Choosing a counselor
There is a lot of information that we need to convey to our patients. Choosing a staff member to help you will change the way you practice. We don’t have time within our exam to do it all. Identifying patients and giving them a recommendation is our role. Training staff with scripts, handouts, and answers to questions, allows us to hand off our patients to them. This training takes time and is a lot of work, but in the end, it saves us time, increases conversions rates and provides a level of care that we are unable to provide on our own.

What equipment you need to get started
To begin, you don’t need anything to get started except an open mind and a desire to make an impact with your patients. If you choose to fit ortho-k lenses, you will need a topographer. As your myopia management practice grows you may want to consider an instrument to measure axial length such as a Pentacam, OPD3, IOL Master or Lenstar.

Choosing a Follow-up and fee structure
When setting up a new service, you need to plan the treatment protocol of your initial exam and follow-ups. The schedule for the first and second year of treatment should be planned as well. An exam may look like this:

Initial Visit(s) and Fittings 1 month, 3 Month & 6 month follow-up 1 Year Annual Check up – New Fee for the upcoming year
•       Case history

•       UCVA/BCVA

•       Pupil diameter

•       Manifest refraction

•       Binocular vision

•       Cycloplegic auto-refraction

•       Topography

•       Axial length

•       Ocular health assessment

Complete the fitting of lenses

 

•       Case history

•       UCVA/BCVA

•       Pupil diameter

•       Manifest refraction

•       Binocular vision

•       Cycloplegic auto-refraction

•       Topography

•       Axial length

•       Ocular health assessment

 

•       Case history

•       UCVA/BCVA

•       Pupil diameter

•       Manifest refraction

•       Binocular vision

•       Cycloplegic auto-refraction

•       Topography

•       Axial length

•       Ocular health assessment

 

The global fees for the first year and second year should be planned out and based on the amount of work put in. An evaluation of your area’s fees is helpful. I also challenge you to consider a fee for discontinuing a process such as orthokeratology. This regression treatment may last 6 months to 1-year post removal of lenses.

Marketing your skills
With any new service you add to your clinic, you must let your patients know through email or mail outs. In-office advertising is helpful through posters or electronic signage.
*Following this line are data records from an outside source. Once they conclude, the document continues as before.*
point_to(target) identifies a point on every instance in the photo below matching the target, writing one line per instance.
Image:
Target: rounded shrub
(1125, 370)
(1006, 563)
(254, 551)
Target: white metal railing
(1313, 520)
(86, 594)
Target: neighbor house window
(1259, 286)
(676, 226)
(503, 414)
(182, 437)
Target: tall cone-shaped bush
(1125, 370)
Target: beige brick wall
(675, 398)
Informing other optometrists, pediatricians, ophthalmologists, and other health care professionals in your area of the services you provide is vital to help build up a referral base.
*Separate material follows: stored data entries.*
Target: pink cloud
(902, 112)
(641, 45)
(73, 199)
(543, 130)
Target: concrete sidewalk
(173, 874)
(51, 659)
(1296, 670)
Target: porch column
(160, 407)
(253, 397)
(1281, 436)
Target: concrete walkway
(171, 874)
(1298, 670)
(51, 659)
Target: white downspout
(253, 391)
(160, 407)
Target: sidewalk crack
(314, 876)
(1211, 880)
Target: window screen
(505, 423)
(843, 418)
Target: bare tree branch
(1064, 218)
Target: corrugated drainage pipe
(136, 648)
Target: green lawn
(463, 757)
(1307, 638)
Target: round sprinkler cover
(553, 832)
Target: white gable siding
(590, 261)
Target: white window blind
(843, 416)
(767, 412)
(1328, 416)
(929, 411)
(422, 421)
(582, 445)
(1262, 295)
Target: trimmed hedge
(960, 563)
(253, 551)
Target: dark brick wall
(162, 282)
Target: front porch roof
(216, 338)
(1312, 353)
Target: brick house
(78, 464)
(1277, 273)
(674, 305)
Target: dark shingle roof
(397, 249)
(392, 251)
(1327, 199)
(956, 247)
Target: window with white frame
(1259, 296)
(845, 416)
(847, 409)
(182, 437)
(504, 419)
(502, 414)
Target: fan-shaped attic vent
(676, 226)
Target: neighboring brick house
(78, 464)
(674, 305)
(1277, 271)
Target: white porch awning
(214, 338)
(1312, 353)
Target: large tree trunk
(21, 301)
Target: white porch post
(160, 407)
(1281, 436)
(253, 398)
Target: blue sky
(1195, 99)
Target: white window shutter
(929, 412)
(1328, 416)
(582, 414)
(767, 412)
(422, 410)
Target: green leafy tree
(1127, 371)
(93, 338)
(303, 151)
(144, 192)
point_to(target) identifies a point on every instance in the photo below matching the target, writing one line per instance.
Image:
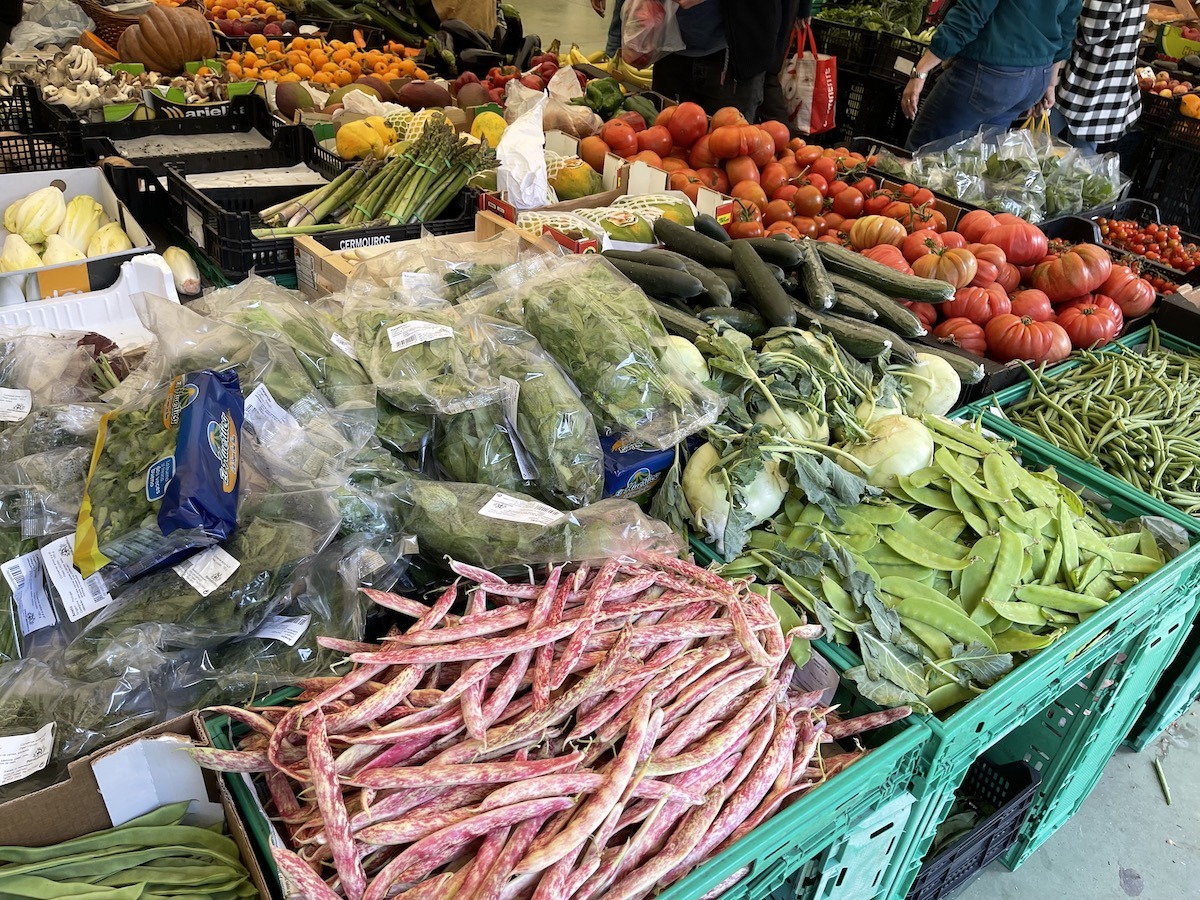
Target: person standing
(612, 43)
(1097, 95)
(1003, 57)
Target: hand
(911, 97)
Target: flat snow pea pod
(948, 695)
(925, 496)
(1059, 599)
(1020, 613)
(880, 514)
(939, 645)
(919, 555)
(951, 622)
(959, 475)
(1007, 570)
(975, 579)
(917, 533)
(1068, 539)
(1134, 563)
(996, 477)
(1017, 640)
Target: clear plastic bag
(648, 31)
(481, 526)
(606, 336)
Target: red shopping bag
(810, 85)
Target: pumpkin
(167, 37)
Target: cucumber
(711, 228)
(783, 253)
(850, 305)
(648, 257)
(879, 276)
(691, 244)
(659, 282)
(892, 315)
(715, 289)
(748, 323)
(819, 291)
(901, 349)
(766, 294)
(853, 336)
(679, 323)
(731, 280)
(970, 371)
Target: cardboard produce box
(126, 780)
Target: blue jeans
(1060, 129)
(970, 94)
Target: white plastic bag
(648, 31)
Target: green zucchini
(748, 323)
(648, 257)
(679, 323)
(850, 305)
(901, 351)
(711, 228)
(766, 294)
(892, 315)
(691, 244)
(659, 282)
(819, 291)
(781, 253)
(970, 371)
(879, 276)
(715, 289)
The best advice that we can provide is to jump in and start screening patients. You will be surprised at the number of people who could benefit from this service. As you learn more, share the information with your office staff and let them help you. There are a lot of people and resources available to help you become successful, take advantage of the work that others have done before you.

 

 

 

Shalu Pal, OD, FAAO, FSLS, FBCLA, has a practice, Dr. Shalu Pal & Associates, in Toronto, Ontario.

 

 

References:

  1. Sankaridurg, P.“A less myopic future: What are the prospects?”, Clinical and experimental optometry. Nov 2015
  2. Zadnik K, Sinnott LT, Cotter SA, et al. Prediction of Juvenile-Onset Myopia. JAMA Ophthalmol. 2015;133(6):683–689. doi:10.1001/jamaophthalmol.2015.0471
  3. Xiang, F, He M, Morgan IG. “The impact of parental myopia on myopia in Chines children: population-based evidence.” Optom Vis Sci.2012 Oct;89(10):1487-96.
  4. Bullimore, Mark. “Myopia Control: Why Each Diopter Matters.”Optom Vis Sci 2019;96:463–465. doi:10.1097/OPX.0000000000001367
  5. Cho P, Cheung SW et al “Good clinical practice in orthokeratology” Cont Lens Anterior Eye.2008 Feb;31(1):17-28. Epub 2007 Aug 21.